Development of local government financing measures

Typically placed in the California Revenue and Taxation Code, local jurisdictions are often authorized to assess local taxes. Accordingly, legislation is enacted to provide statutory authority for cities to tax a transaction and use the tax for general purposes up to a specified amount.

For example, the key provisions of such a bill would likely contain language similar to the following:

Notwithstanding any other law, the City of ___ may impose a General Purpose Transaction and Use Tax at a rate not to exceed 0.5% which, combined with all taxes imposed under Part 1.6 (to from section 7251), would exceed the limit set out in section 7251.1, if all of the following requirements are met:

(1) The city shall pass an ordinance proposing the transactions and use tax subject to any applicable voter approval requirements.

(2) The city ordinance proposing the transactions and the use tax shall be submitted to the electorate of the enacting city, as the case may be, and shall be approved by the electors voting on the ordinance as required by Article XIII C of the California Constitution. The election on the ordinance proposing transactions and use tax may take place on or after ___.

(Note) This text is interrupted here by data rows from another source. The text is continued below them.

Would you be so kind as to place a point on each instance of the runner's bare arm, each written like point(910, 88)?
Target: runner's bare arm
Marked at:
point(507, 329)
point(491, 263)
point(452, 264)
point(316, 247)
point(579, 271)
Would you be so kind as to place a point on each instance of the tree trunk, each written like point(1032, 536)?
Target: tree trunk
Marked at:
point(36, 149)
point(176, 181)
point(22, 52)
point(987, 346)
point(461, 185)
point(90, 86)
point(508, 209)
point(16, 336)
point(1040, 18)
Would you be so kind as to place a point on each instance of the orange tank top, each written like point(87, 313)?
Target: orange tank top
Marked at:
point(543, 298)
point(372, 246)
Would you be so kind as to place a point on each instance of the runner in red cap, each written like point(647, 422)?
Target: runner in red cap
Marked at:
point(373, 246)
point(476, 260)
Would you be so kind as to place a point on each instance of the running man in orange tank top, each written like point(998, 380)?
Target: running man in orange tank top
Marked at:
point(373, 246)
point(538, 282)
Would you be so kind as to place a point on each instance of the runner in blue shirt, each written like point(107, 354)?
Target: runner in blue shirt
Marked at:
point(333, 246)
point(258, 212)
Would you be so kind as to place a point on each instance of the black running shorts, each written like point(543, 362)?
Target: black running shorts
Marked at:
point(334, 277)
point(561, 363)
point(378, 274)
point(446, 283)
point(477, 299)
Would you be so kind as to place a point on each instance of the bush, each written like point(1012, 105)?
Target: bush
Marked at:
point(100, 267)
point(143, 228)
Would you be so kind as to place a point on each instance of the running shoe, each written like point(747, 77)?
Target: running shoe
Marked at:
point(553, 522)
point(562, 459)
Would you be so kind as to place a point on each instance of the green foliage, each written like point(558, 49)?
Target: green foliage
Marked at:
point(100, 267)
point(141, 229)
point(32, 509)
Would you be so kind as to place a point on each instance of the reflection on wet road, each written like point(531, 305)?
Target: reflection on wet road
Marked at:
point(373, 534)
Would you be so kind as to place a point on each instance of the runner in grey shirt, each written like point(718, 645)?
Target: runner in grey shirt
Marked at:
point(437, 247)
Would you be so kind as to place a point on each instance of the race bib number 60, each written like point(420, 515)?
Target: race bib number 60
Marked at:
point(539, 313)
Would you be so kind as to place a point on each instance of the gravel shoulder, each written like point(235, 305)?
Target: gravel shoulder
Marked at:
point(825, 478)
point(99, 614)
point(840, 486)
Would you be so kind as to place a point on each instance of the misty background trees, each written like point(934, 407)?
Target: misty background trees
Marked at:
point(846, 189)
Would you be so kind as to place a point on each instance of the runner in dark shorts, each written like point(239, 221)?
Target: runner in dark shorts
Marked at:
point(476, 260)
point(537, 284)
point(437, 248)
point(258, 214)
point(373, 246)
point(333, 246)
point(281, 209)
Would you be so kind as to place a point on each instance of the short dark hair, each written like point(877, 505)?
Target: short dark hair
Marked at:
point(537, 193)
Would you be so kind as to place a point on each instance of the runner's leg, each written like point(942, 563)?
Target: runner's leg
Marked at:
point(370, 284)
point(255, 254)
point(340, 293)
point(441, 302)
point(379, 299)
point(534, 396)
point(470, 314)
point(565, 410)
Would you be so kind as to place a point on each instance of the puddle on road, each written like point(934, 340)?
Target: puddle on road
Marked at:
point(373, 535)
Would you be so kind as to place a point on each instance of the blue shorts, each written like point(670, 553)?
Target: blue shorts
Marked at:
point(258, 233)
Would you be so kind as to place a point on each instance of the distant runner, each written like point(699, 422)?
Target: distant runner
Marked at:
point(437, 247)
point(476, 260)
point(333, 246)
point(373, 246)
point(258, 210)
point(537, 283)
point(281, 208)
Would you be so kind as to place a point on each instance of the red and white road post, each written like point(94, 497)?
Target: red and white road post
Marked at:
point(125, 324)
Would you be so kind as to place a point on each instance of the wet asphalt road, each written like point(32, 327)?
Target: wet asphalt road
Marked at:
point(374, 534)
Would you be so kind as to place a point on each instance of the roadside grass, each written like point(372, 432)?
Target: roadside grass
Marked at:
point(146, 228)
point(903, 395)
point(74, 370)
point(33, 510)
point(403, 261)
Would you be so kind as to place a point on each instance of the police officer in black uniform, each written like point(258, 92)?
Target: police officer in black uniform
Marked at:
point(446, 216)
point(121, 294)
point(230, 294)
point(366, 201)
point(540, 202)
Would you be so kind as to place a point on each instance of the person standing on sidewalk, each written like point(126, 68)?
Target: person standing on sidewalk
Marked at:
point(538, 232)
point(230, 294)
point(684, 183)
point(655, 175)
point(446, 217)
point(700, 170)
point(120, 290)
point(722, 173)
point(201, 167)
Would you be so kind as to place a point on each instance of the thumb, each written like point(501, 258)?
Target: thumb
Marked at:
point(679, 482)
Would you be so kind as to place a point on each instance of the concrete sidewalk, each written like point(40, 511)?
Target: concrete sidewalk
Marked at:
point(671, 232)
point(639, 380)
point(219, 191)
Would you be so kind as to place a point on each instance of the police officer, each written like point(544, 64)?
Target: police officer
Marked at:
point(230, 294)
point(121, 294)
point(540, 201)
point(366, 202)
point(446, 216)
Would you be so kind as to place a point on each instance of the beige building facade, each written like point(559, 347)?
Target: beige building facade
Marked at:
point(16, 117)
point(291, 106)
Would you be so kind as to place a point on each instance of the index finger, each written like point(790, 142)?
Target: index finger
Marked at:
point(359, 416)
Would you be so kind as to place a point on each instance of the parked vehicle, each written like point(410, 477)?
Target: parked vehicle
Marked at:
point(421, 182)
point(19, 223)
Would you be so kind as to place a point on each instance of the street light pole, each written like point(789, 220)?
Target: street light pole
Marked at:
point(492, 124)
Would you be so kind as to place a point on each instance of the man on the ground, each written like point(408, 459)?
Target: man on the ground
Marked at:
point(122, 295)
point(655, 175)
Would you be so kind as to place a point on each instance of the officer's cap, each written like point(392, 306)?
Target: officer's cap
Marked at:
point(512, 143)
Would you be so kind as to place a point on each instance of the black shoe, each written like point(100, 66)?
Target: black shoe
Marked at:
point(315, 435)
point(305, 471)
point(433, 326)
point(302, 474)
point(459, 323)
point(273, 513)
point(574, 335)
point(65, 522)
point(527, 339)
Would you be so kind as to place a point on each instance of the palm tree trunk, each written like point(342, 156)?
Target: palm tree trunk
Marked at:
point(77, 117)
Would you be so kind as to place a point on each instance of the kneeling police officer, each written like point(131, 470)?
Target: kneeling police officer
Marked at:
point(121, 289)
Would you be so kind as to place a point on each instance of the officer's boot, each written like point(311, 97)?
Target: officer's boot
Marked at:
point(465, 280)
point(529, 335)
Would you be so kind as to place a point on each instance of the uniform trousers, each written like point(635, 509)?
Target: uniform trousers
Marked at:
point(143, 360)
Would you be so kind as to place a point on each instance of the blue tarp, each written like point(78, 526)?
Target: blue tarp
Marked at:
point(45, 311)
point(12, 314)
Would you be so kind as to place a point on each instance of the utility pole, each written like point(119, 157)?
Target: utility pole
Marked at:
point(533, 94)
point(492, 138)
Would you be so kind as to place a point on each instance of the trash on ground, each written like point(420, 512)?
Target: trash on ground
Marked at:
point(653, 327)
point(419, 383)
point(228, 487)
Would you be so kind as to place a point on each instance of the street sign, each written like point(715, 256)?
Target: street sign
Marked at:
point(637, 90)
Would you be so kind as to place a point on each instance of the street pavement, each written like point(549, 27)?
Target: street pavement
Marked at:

(3) The transaction and use tax is in accordance with the Transaction and Use Tax Act (Part 1.6 (from Section 7251)), except for Section 7251.1.

(4) The transaction and use tax is imposed on or after ___.

(5) Notwithstanding subsection (4), an order proposing a transaction and use tax under this section becomes effective pursuant to section 7265.

Notwithstanding section 7251.1, the tax rate authorized in subsection a) is not considered for the purposes of the combined rate limit established by this section.

There are a number of local jurisdictions in California that have this authority, and many more may seek similar statutory authority in the years to come.